Mi portai sempre più in basso, dove c’erano i magazzini più vecchi e vi trovai un gruppo di guardiani; l’uscita a sud era sbarrata, l’attacco era stato portato su entrambi i fronti. Mi resi conto che non c’era scampo.

Dalle fessure dello sbarramento iniziò a filtrare gas, eravamo alla fine.

Attivai il registratore neuronale, oltre l’uscita si sentivano suoni e rumori; questa registrazione servirà per le squadre di soccorso se mai arriveranno, noi comunque saremo già tutti morti.

Nessuno di noi riusciva a capire il significato di quei suoni, se le prossime generazioni riusciranno a decifrarli, forse eviteranno stragi future.
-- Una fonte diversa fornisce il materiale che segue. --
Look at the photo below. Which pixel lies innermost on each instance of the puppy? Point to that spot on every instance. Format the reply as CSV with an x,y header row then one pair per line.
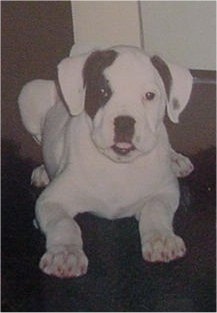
x,y
106,151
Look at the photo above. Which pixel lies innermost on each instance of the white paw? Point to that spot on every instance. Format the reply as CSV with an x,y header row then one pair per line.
x,y
64,262
181,165
39,177
163,248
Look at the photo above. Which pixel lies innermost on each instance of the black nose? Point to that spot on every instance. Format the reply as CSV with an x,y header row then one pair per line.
x,y
124,124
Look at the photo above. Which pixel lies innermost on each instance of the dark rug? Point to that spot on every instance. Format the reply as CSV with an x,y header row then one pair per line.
x,y
118,279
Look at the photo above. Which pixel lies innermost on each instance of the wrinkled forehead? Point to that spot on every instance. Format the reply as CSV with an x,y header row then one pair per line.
x,y
129,70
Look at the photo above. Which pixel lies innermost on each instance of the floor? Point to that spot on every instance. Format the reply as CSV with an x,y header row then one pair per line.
x,y
118,279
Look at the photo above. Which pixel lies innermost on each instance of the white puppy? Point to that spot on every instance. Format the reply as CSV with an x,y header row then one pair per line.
x,y
106,151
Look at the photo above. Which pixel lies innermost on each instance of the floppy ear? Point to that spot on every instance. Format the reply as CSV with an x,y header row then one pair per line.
x,y
71,83
178,85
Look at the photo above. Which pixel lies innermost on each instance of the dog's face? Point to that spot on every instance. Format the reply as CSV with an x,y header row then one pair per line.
x,y
123,94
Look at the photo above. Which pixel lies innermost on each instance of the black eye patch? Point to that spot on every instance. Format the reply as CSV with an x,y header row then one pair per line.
x,y
98,91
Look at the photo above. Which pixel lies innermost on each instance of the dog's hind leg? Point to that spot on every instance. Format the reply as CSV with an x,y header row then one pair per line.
x,y
35,100
181,165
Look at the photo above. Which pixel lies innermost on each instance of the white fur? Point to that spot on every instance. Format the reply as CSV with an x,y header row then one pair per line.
x,y
87,175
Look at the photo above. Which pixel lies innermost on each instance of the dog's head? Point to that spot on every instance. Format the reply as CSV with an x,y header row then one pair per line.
x,y
124,94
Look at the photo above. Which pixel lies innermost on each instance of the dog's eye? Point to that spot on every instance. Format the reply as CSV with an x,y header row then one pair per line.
x,y
150,95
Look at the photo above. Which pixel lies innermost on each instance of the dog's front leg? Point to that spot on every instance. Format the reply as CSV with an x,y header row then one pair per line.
x,y
64,257
159,243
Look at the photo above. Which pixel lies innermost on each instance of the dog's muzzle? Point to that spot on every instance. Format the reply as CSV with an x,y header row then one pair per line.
x,y
124,127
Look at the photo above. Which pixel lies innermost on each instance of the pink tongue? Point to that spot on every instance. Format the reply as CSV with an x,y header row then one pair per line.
x,y
123,145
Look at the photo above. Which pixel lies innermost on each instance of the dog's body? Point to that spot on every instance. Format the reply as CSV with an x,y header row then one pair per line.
x,y
106,151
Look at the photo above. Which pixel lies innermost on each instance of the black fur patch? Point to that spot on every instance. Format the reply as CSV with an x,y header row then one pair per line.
x,y
164,73
98,91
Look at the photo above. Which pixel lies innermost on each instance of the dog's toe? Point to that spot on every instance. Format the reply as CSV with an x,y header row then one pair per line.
x,y
163,248
182,166
64,262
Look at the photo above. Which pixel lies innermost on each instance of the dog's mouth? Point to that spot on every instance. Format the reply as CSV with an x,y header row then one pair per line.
x,y
123,148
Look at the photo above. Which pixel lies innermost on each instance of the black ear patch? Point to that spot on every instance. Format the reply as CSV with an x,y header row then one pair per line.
x,y
164,73
98,91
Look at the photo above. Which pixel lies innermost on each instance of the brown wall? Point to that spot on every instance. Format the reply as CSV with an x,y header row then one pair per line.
x,y
36,35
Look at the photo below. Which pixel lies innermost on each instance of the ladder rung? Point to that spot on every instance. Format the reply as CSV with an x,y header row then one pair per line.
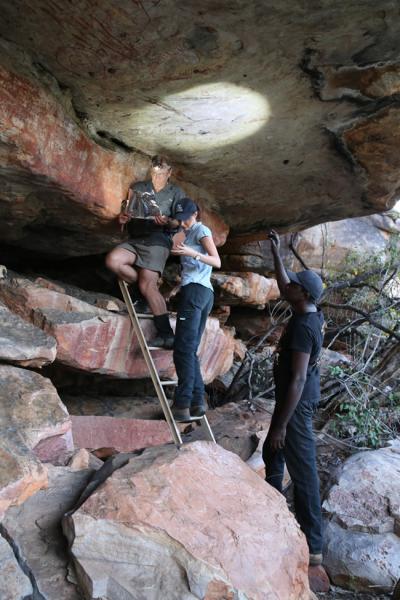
x,y
191,420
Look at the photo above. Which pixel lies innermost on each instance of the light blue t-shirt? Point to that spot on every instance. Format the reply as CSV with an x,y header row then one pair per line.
x,y
194,271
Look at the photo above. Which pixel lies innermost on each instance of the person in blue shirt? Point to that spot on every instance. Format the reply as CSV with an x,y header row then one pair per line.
x,y
198,256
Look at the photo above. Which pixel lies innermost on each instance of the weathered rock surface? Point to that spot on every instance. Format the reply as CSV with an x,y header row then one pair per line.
x,y
367,495
360,561
35,530
53,173
323,246
180,542
237,426
141,83
124,435
33,422
23,344
362,537
99,341
244,288
251,323
14,584
327,246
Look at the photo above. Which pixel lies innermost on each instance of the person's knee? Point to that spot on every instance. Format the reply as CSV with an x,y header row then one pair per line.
x,y
112,262
148,287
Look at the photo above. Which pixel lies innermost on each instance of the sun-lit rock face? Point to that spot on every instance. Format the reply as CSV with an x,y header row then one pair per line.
x,y
282,114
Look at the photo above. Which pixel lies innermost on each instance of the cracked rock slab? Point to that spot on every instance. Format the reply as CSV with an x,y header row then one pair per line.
x,y
362,543
14,584
23,344
187,524
32,417
35,531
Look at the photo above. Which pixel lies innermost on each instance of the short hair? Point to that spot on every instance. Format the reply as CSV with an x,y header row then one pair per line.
x,y
158,160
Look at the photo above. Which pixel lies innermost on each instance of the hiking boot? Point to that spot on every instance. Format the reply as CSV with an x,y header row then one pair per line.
x,y
165,337
141,307
315,560
198,410
181,415
163,341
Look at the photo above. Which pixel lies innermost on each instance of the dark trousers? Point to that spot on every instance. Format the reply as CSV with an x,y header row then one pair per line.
x,y
300,456
194,307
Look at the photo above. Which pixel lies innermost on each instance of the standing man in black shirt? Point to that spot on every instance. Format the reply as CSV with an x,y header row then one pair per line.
x,y
143,256
297,392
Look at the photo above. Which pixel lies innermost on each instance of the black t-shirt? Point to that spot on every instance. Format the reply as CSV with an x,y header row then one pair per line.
x,y
304,333
145,230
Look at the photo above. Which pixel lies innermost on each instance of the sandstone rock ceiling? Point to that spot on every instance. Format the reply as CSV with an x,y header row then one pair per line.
x,y
285,112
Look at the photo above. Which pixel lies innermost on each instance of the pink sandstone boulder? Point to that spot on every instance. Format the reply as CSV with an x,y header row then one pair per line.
x,y
101,341
244,288
189,523
23,344
124,435
33,422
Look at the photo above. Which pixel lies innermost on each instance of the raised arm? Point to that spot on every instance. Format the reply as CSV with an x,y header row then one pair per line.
x,y
286,406
211,258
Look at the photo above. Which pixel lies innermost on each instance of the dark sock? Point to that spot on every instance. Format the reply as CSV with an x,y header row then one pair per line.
x,y
163,325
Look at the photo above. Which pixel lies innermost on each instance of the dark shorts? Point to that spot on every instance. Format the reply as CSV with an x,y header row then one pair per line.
x,y
152,258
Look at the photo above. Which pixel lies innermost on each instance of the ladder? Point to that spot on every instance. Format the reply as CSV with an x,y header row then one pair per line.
x,y
158,384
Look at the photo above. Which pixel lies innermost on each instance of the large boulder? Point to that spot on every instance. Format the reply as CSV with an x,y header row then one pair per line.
x,y
35,530
328,246
325,246
14,584
362,543
124,435
34,425
23,344
102,341
246,112
189,523
244,288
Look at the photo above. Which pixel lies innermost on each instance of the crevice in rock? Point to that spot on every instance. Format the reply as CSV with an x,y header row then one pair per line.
x,y
22,563
105,135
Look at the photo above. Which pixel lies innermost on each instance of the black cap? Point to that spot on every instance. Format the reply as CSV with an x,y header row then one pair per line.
x,y
310,281
184,209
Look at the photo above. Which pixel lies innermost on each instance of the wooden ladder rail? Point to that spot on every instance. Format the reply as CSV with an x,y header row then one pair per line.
x,y
158,384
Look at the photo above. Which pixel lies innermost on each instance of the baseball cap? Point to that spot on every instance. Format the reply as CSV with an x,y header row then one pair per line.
x,y
184,209
310,281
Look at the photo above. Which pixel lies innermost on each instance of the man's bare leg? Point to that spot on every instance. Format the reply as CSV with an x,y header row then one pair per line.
x,y
149,289
120,262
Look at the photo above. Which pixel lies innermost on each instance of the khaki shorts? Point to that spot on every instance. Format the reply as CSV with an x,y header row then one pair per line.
x,y
152,258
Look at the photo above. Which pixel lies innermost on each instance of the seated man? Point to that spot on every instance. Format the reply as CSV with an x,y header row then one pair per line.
x,y
143,256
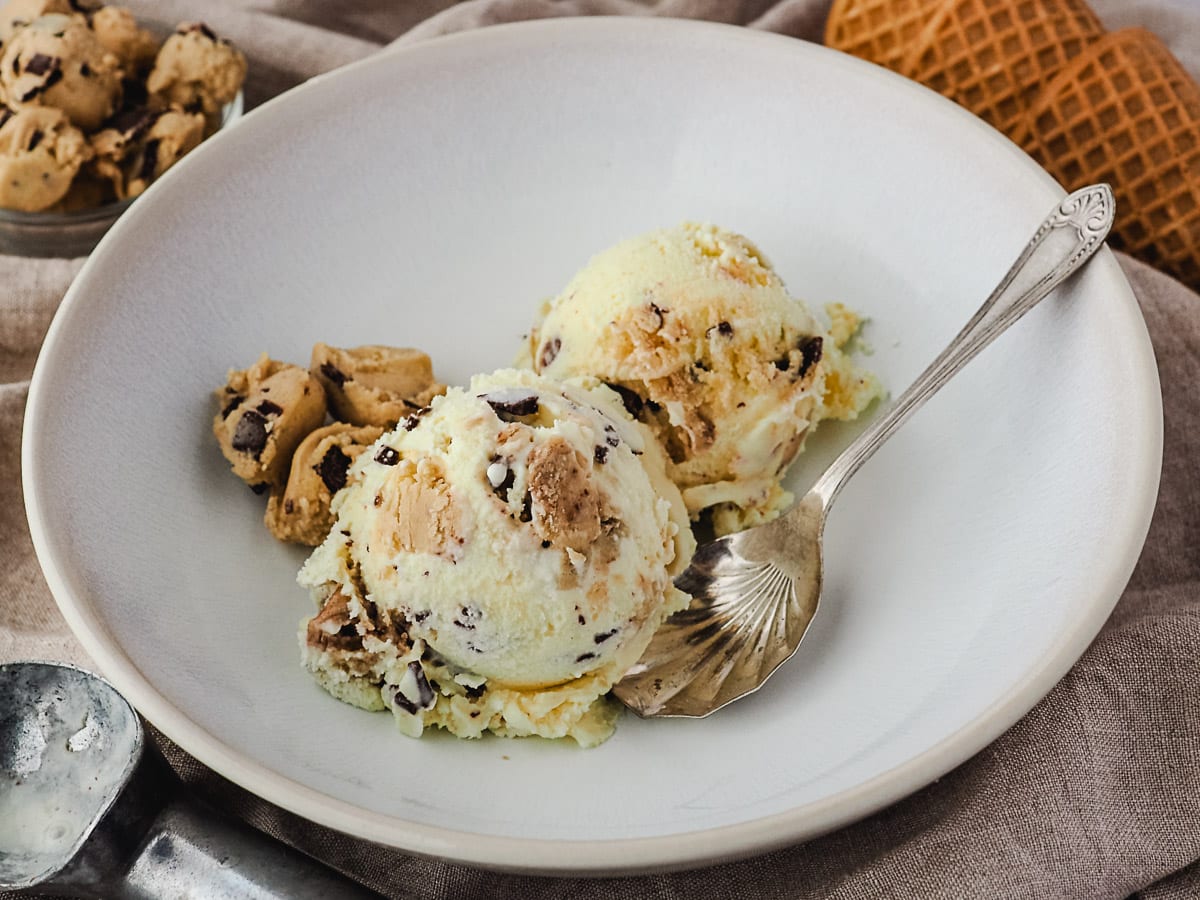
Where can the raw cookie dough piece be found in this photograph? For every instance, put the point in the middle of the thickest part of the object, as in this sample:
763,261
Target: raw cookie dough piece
319,468
17,13
57,61
265,412
141,144
196,70
375,384
119,33
40,154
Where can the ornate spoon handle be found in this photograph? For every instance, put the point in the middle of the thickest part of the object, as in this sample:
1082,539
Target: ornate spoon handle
1066,240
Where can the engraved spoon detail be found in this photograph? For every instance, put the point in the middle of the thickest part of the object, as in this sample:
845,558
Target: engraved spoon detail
755,593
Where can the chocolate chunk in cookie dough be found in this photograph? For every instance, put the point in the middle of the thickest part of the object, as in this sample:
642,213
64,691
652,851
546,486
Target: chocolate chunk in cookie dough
373,384
264,412
319,468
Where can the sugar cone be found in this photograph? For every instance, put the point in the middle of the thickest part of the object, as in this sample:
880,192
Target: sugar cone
879,30
1126,112
991,55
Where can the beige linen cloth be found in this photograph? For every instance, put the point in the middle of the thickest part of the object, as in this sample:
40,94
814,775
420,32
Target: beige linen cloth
1096,793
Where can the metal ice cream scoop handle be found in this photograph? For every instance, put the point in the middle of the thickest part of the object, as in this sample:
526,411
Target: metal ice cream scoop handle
88,808
755,593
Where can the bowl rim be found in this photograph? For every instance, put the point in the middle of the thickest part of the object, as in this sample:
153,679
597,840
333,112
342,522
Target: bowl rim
634,855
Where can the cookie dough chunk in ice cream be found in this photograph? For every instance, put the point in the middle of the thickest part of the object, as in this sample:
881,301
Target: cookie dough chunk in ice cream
498,562
40,155
697,333
57,61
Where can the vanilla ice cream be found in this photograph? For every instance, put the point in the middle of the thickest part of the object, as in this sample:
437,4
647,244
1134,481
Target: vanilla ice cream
498,562
696,331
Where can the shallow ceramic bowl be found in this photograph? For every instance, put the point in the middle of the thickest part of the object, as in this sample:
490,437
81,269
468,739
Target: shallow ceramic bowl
432,197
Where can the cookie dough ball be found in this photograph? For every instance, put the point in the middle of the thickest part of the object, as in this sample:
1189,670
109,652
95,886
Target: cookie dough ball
57,61
17,13
119,33
197,71
142,144
40,155
319,467
375,384
265,412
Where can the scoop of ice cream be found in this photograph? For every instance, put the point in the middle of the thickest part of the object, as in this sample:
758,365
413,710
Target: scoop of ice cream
264,412
375,384
319,469
57,61
197,71
17,13
523,535
40,154
138,145
696,331
118,31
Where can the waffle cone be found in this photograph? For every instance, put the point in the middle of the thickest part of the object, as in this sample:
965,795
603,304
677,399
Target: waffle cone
1126,112
991,55
879,30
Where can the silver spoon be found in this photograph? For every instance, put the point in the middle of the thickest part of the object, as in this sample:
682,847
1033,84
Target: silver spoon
89,809
755,593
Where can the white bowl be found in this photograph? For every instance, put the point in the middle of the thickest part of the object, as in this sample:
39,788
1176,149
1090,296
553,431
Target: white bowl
432,197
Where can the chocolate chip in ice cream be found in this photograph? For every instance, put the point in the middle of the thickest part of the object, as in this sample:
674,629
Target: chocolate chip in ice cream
810,353
511,405
550,352
250,436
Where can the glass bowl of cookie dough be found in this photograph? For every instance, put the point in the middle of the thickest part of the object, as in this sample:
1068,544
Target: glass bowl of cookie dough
95,106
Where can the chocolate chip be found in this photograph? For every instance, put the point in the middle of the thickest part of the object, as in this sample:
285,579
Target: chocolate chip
510,405
133,124
629,399
333,373
41,64
198,28
810,353
333,468
723,328
550,352
424,699
149,160
250,435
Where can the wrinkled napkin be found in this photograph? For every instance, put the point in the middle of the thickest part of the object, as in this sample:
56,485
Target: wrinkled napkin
1095,793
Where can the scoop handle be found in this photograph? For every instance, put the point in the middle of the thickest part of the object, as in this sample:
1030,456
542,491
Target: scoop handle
195,852
1066,239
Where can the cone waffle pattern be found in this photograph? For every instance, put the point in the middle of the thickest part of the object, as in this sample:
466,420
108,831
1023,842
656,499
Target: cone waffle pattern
877,30
991,55
1126,112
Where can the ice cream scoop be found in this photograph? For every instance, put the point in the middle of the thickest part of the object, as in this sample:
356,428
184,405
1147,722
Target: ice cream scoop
696,331
89,809
498,562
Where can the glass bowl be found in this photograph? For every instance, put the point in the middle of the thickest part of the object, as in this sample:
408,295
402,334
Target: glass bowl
75,234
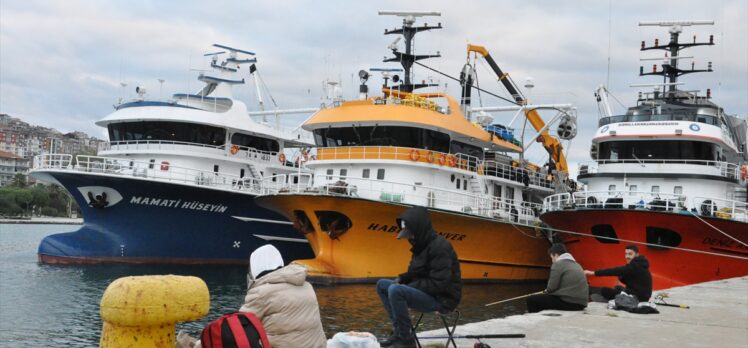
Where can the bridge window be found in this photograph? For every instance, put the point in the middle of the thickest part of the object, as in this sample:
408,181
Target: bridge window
382,136
605,234
658,150
255,142
167,131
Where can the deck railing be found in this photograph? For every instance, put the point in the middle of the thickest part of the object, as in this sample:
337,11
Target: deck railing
165,172
703,206
435,158
724,169
439,198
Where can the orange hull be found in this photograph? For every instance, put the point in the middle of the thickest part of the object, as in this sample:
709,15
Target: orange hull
717,256
488,250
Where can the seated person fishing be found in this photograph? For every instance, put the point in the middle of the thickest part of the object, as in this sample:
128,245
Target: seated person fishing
635,275
432,282
567,285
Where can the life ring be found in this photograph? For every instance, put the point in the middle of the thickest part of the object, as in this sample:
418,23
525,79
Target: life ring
451,161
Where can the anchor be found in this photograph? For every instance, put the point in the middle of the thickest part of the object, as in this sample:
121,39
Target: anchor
99,201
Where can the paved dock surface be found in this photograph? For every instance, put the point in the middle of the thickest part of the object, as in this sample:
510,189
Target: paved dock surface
718,317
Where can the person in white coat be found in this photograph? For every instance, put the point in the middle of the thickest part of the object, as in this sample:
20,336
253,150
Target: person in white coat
283,300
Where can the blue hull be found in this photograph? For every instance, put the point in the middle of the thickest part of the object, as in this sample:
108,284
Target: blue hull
156,222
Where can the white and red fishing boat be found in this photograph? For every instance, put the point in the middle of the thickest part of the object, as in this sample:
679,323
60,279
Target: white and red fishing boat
669,174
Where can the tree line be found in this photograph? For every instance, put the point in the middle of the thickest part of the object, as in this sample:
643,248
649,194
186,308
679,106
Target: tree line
20,199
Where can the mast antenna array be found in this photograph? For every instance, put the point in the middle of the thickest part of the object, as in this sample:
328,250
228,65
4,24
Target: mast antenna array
670,71
408,31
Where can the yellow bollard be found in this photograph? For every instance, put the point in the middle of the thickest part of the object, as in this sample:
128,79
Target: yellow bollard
143,311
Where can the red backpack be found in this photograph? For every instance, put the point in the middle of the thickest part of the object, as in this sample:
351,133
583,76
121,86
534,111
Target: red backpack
235,330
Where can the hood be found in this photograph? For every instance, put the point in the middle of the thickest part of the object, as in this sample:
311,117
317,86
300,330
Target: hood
565,256
640,262
293,274
418,221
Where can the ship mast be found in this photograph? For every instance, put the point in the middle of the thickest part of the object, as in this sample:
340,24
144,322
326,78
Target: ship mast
670,71
408,31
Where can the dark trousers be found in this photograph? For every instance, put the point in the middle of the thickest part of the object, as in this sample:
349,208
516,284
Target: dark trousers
610,293
397,298
537,303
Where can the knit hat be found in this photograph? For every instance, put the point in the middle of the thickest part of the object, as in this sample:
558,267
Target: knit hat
264,258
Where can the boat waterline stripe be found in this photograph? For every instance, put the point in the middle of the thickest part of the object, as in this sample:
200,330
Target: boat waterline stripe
280,222
282,239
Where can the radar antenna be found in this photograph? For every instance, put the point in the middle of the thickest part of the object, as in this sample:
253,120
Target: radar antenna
408,31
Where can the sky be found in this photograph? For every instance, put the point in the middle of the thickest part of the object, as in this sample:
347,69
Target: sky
62,63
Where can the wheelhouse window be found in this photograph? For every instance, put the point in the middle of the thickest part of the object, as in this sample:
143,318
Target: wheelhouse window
382,136
167,131
458,147
259,143
658,150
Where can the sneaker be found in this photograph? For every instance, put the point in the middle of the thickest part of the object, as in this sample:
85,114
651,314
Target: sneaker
390,340
402,342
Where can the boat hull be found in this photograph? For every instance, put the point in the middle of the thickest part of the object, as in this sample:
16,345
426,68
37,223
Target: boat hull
488,250
717,256
156,222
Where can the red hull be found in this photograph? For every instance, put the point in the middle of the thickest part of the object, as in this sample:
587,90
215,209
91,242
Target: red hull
669,267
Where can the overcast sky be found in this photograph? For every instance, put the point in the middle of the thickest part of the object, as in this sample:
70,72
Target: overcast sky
61,62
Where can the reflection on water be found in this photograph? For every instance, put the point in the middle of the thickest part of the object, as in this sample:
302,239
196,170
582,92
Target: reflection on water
43,305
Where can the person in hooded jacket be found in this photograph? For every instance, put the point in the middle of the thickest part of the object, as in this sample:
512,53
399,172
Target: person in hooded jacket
635,275
432,282
567,285
283,300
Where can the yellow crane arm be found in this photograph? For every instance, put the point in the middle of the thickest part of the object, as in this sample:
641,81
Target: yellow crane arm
550,143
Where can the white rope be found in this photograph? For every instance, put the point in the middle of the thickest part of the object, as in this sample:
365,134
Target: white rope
645,243
716,229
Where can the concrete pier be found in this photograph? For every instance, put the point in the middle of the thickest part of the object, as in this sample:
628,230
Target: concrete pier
718,317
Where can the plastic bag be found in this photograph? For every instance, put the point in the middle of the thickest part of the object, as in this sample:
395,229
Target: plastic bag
353,339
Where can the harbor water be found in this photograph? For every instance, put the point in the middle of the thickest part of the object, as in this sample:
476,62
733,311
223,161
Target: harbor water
46,305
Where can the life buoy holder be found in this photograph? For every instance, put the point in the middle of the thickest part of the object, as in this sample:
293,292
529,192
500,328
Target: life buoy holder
463,164
451,161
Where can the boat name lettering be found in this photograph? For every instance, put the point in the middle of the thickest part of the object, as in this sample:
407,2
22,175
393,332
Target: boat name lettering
723,243
394,228
452,236
647,124
384,228
177,203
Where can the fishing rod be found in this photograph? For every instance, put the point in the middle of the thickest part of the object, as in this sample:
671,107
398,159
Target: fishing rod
476,337
512,299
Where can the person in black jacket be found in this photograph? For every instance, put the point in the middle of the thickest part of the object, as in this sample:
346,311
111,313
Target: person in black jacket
432,282
635,275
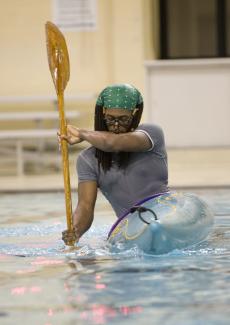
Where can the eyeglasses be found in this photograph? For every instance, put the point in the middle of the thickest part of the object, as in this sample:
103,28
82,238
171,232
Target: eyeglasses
123,120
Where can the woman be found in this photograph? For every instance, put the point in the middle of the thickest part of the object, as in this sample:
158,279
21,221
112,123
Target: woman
126,161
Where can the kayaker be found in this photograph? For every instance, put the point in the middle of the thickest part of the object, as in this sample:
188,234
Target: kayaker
126,161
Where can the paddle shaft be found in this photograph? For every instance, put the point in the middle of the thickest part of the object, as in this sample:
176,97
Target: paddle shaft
65,162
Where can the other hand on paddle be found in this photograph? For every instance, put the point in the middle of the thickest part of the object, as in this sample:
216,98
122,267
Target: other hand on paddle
72,137
70,236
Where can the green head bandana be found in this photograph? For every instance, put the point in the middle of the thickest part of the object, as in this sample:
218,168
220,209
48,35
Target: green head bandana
120,96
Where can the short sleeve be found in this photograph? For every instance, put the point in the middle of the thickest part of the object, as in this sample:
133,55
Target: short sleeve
86,167
156,136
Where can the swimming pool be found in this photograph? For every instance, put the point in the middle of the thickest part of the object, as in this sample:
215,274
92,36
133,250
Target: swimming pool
43,283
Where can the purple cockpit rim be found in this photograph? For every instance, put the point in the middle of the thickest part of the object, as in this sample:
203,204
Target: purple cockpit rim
127,212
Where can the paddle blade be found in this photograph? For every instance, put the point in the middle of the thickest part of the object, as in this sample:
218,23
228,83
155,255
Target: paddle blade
58,57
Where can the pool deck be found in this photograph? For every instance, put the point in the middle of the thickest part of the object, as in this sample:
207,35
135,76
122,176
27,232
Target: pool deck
188,168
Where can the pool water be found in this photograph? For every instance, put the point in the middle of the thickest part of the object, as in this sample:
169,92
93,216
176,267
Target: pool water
43,282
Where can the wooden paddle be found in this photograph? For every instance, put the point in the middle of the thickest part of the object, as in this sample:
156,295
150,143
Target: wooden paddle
58,59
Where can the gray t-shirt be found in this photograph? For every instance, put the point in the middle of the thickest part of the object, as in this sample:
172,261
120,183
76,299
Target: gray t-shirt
146,173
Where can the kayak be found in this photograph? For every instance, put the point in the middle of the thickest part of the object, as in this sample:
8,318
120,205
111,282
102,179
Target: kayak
162,223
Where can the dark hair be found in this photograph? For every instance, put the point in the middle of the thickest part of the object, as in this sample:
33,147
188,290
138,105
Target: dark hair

Ormai il mio sistema nervoso era al collasso; iniziarono le convulsioni e l’ultima cosa che feci, fu di assicurarmi che il registratore fosse in funzione. Morii ascoltando quei suoni alieni.

 

“Ecco fatto signora, i calabroni ormai sono tutti morti; questo nuovo spray per gli imenotteri è il più efficace in commercio. Certo che quelle bestie fanno proprio impressione, ha sentito quanto forte era il ronzio. Adesso siamo in settembre, fra due settimane tornerò e toglierò il nido dalla canna fumaria che per ora è sigillata con la pellicola in PVC, poi potrà accendere il caminetto in tutta tranquillità. Arrivederci.”